L’incertitude européenne

, par Pascal Malosse

L'incertitude européenne
Dessinateur : Frep Blog : Crayon de nuit www.crayondenuit.com/

Les mauvaises nouvelles s’enchaînent à un rythme que ni journalistes, ni les commentateurs des marchés n’arrivent à suivre. L’éclatement de la zone euro serait imminent. La création d’un noyau dur fédéral est la principale piste qu’étudient un nombre limité d’États européens dans une cacophonie historique.

L’incertitude la plus totale

Difficile de suivre le rythme : L’OCDE vient de réviser à la baisse ses prévisions de croissance pour 2012 dans l’Union européenne. L’agence de notation Moody’s annonce le risque de « multiples défauts souverains ». De l’autre côté de la Manche, les banques et les autorités publiques se préparent à l’éclatement de la zone euro. Les ambassades britanniques auraient reçu des consignes du Foreign Office pour aider leurs ressortissants en cas de fermeture des distributeurs de billets et en cas d’émeutes. S’agirait-il du traditionnel mépris des journaux britanniques pour la monnaie unique ? Ou faut-il vraiment s’inquiéter ?

Les investisseurs fuient la zone euro à une vitesse fascinante. Les taux des dettes souveraines espagnoles, italiennes, belges, françaises sont en train de doubler, voire de quadrupler. Les banques européennes ne se prêtent quasiment plus entre elles (sur ce que l’on nomme le marché interbancaire), comme pendant les semaines avant la faillite de Lehman Brothers en 2008. Elles réduisent leurs opérations et prêtent beaucoup moins d’argent pour financer l’économie réelle. Oui, il faut vraiment s’inquiéter !

Un noyau dur à moyen terme

La perception de la crise varie énormément d’un pays à l’autre. Le contraste est saisissant du côté allemand. Selon la Chancelière, Angela Merkel, il s’agit d’une crise grave, mais il ne faut en aucun cas céder à la panique des marchés et prendre des décisions à la hâte. Ses conseillers estiment que l’Italie et l’Espagne pourront tenir malgré des taux aux alentours de 7%. Un seul chemin est possible : A court terme, saigner les finances publiques des États les plus faibles pour reprendre le contrôle sur les finances publiques. A moyen terme, instaurer un noyau dur européen avec une surveillance renforcée des budgets nationaux. Et à long terme, accepter une mutualisation des dettes souveraines dans le cadre d’une petite fédération, avec les garanties démocratiques nécessaires. La Banque centrale européenne devra bien entendu rester indépendante et conserver la doctrine de la stabilité des prix. Un énième sommet de la dernière chance est prévu les 8 et 9 décembre pour entériner ces solutions.

Une question sans réponse

Une question effrayante reste cependant sans réponse : Doit-on continuer à appliquer la même méthode depuis 3 ans, dictée par les mêmes personnes déjà en place avant le début de la crise ? Les faits démontrent pourtant que rétablir les finances publiques de la Grèce en quelques mois par l’austérité n’était pas la bonne solution. La reconstruction d’un État grec sur une période de 10 ans aurait été plus plausible. Les faits démontrent également qu’un gouvernement de technocrates en Italie pour appliquer l’austérité n’a pas empêché la contagion. Étrange déni de bon sens. Nous assistons à un repli sur des dogmes qui devraient être remis en cause.

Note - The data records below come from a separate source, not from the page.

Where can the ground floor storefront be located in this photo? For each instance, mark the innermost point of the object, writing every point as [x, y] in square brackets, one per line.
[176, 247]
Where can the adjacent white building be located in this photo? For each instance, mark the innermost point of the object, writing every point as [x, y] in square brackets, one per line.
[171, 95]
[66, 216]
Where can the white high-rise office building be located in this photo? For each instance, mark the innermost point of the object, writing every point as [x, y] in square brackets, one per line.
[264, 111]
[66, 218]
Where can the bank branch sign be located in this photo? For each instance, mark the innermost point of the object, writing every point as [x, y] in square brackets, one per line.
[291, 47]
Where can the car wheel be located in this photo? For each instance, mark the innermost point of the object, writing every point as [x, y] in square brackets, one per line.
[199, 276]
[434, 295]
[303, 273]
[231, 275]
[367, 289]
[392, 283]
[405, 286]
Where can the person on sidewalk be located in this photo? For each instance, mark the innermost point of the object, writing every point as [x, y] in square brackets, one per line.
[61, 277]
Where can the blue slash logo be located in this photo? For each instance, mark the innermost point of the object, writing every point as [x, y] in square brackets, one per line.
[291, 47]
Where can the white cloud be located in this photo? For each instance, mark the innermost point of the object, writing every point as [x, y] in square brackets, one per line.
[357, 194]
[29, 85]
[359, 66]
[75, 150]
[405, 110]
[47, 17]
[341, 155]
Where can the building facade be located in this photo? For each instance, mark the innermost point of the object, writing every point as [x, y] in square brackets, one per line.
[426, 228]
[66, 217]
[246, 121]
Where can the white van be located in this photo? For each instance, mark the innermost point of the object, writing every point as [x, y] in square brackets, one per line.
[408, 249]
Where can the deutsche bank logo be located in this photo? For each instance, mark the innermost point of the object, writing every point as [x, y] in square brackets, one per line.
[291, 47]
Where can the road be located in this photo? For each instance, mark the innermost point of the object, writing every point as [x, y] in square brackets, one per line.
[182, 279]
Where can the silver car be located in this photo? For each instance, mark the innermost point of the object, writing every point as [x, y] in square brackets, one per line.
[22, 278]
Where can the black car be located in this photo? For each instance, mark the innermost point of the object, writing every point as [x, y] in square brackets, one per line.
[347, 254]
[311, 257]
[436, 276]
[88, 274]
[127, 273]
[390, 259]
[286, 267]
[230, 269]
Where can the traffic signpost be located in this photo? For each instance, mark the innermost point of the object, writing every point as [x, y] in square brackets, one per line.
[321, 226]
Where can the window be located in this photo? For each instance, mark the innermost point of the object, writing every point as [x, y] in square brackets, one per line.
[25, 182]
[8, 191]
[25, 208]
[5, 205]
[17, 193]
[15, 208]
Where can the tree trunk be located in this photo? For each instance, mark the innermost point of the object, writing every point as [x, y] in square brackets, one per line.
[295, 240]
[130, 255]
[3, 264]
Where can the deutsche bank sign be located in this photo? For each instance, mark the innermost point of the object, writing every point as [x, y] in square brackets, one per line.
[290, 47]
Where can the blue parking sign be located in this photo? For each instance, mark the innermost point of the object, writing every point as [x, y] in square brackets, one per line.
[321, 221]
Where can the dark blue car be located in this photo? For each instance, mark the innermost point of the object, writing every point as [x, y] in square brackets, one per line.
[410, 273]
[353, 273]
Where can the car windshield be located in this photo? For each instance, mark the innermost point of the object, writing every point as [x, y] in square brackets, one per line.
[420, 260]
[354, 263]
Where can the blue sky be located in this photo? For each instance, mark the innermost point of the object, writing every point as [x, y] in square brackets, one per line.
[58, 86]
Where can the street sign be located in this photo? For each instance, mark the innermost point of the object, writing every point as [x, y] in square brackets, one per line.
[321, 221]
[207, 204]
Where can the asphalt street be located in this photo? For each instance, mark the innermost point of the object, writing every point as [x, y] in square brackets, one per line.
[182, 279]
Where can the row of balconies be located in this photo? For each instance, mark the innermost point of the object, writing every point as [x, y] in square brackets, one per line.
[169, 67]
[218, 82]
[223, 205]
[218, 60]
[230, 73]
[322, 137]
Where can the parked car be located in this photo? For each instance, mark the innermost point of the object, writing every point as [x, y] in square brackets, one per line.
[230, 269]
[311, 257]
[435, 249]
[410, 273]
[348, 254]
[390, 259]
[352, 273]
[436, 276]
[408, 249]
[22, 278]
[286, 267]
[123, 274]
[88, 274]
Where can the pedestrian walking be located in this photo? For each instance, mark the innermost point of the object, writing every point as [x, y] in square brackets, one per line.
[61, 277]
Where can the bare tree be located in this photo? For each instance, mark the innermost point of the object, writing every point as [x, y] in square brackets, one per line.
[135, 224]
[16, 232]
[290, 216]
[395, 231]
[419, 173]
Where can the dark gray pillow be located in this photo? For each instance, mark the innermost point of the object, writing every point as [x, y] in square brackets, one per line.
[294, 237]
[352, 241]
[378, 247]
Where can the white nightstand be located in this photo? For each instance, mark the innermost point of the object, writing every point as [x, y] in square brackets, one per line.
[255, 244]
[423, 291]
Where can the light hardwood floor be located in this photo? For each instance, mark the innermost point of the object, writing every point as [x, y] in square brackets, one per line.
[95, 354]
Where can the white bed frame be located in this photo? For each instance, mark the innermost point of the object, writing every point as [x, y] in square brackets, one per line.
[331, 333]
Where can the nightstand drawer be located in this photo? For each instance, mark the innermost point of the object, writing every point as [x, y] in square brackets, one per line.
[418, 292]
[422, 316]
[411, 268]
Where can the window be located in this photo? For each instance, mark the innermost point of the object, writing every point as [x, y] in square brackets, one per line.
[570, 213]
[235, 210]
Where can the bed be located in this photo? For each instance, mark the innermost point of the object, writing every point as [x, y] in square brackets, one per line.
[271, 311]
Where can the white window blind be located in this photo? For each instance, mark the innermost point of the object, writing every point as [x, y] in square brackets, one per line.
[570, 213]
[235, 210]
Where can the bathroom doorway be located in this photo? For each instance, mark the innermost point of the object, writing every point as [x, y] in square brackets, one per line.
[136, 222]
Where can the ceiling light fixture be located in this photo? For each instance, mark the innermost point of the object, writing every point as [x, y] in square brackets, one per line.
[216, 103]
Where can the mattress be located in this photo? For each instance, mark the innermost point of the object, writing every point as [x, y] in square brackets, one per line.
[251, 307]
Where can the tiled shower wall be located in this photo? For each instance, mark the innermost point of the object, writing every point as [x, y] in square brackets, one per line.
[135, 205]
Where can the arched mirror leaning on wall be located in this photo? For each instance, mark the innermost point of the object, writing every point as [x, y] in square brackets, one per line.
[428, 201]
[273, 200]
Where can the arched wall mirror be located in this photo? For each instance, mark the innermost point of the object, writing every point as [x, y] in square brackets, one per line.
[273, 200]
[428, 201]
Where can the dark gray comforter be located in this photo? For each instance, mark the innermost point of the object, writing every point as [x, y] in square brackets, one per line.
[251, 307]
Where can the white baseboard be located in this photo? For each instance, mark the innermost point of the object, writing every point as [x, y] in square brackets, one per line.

Wolfgang Munchau, président d’Eurointelligence, est l’un des analystes les plus pertinents sur la crise de la zone euro. Il propose une solution technique : 1) Une intervention illimitée et immédiate de la Banque centrale européenne. 2) La création d’eurobonds. 3) La création d’une zone fiscale intégrée, avec un trésor européen et des recettes européennes. Ces décisions sont à prendre dans les 10 prochains jours pour éviter l’éclatement.

Pour trouver des solutions à plus long terme, on devrait plutôt s’interroger sur la nature profonde de la crise, sur les déséquilibres mondiaux, sur la complexité de la finance, sur la concentration des richesses qui n’avait pas atteint un tel niveau depuis 1928. Peut-être devrait-on même s’interroger sur le sens de l’Histoire. En tout cas, une construction européenne fondée uniquement sur le contrôle budgétaire ne peut susciter que le rejet des citoyens. Ces derniers sont pourtant demandeurs d’une Europe qui les protège. Il est grand temps de les associer pour ne pas condamner le rêve européen. Et il ne faudrait pas associer que 6 ou 7 peuples. Mais bien les 27 qui sont déjà à l’intérieur et ont de grandes attentes.